Appelez les secours : Le 15 (SAMU) pour les blessés, le 17 (police ou gendarmerie), et le 18 (pompiers) si nécessaire. Même en l'absence de blessures apparentes, appeler la police ou la gendarmerie est fortement conseillé : leur rapport constituera une preuve objective des circonstances de l'accident.

Photographiez tout : Utilisez votre smartphone pour photographier la position des véhicules avant tout déplacement, les dégâts matériels, les plaques d'immatriculation, les traces de freinage, la signalisation, l'état de la chaussée, et les blessures visibles. Ces photos peuvent faire la différence lors de la détermination des responsabilités.

Identifiez les témoins : Notez les noms et coordonnées de toute personne ayant assisté à l'accident. Les témoignages indépendants ont une valeur probatoire considérable, notamment lorsque les versions des conducteurs divergent.

Ne déplacez pas les véhicules avant l'arrivée des forces de l'ordre, sauf si la position représente un danger immédiat pour la circulation.

2. Le constat amiable : comment le remplir correctement ?

Le constat amiable est un document fondamental. Une fois signé par les deux parties, il acquiert une valeur contractuelle et servira de base à l'instruction de votre dossier par les assurances. Sa rédaction doit donc être effectuée avec la plus grande attention.
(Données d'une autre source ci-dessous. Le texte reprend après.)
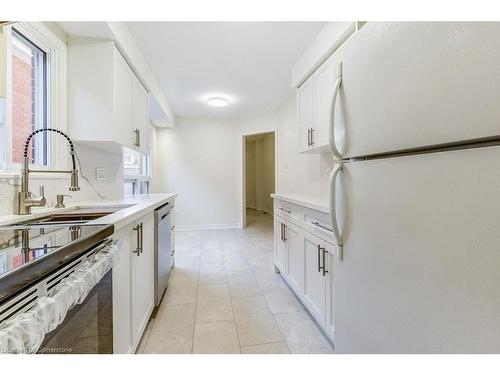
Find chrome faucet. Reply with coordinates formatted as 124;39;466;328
18;128;80;215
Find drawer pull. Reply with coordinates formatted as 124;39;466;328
311;221;333;232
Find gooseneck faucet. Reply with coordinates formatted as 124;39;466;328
18;128;80;215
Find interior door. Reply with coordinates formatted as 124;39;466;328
132;213;154;348
334;147;500;353
303;231;326;326
285;223;304;295
334;22;500;157
274;216;288;276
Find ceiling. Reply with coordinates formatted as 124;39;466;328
127;22;323;119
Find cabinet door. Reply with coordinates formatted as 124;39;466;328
311;58;335;149
132;77;149;154
274;216;288;276
303;232;326;326
132;213;154;348
297;78;313;151
113;49;133;147
285;223;304;295
325;242;336;341
113;226;132;354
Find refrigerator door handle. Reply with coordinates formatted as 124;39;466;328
329;63;342;159
330;163;344;259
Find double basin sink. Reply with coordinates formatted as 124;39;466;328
11;205;136;227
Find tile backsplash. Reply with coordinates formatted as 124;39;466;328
0;144;123;216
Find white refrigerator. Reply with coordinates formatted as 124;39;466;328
330;23;500;353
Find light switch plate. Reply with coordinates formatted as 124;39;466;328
95;167;106;181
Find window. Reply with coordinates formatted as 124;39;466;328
10;29;49;166
123;147;151;196
0;22;68;173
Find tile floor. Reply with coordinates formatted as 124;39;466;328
137;210;333;354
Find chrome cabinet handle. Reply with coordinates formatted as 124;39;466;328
134;129;141;147
323;248;328;276
318;244;321;272
330;163;344;259
139;223;144;254
311;221;333;232
329;63;342;159
132;224;141;256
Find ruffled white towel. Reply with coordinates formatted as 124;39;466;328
0;243;120;353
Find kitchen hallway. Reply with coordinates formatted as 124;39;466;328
137;210;333;354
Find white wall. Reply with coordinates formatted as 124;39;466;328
153;118;241;229
153;93;333;229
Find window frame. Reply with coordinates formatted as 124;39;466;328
0;22;69;177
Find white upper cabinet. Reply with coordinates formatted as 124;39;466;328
68;37;149;153
297;78;313;152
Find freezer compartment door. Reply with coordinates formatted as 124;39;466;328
335;147;500;353
333;22;500;158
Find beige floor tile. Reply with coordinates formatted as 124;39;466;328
264;290;304;314
193;320;240;354
227;271;262;298
241;341;290;354
144;303;195;354
199;263;227;286
274;311;333;354
232;296;283;346
163;274;198;305
196;284;234;323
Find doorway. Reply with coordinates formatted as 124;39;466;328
242;131;276;228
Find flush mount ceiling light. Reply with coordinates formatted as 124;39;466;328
206;95;229;107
Ne signez jamais sous pression. Prenez le temps de lire chaque case, chaque ligne. L'autre conducteur qui vous presse de signer rapidement pour « en finir » n'agit généralement pas dans votre intérêt.

Décrivez les circonstances précisément : Dans la case « observations », soyez aussi précis que possible. Indiquez la vitesse approximative, les conditions météorologiques, si l'autre conducteur était au téléphone, si les feux étaient respectés. Ces détails peuvent déterminer la responsabilité.

Cochez uniquement les cases qui correspondent à la réalité. Chaque case cochée a une implication juridique. En cas de doute, abstenez-vous de cocher et notez votre réserve dans la zone d'observations.

Mentionnez vos blessures, même légères. Si vous ressentez la moindre douleur, notez-le dans le constat. Certaines blessures (cervicales, lombaires) n'apparaissent pas immédiatement mais peuvent avoir des conséquences durables.

Si l'autre conducteur refuse de signer, ne repartez pas sans noter sa plaque d'immatriculation. Remplissez le constat de votre côté, mentionnez son refus de signature, et faites-le constater par les forces de l'ordre si elles sont présentes.

3. Vos obligations légales après un accident de la route

La loi française impose plusieurs obligations à tout conducteur impliqué dans un accident de la route, qu'il soit responsable ou non.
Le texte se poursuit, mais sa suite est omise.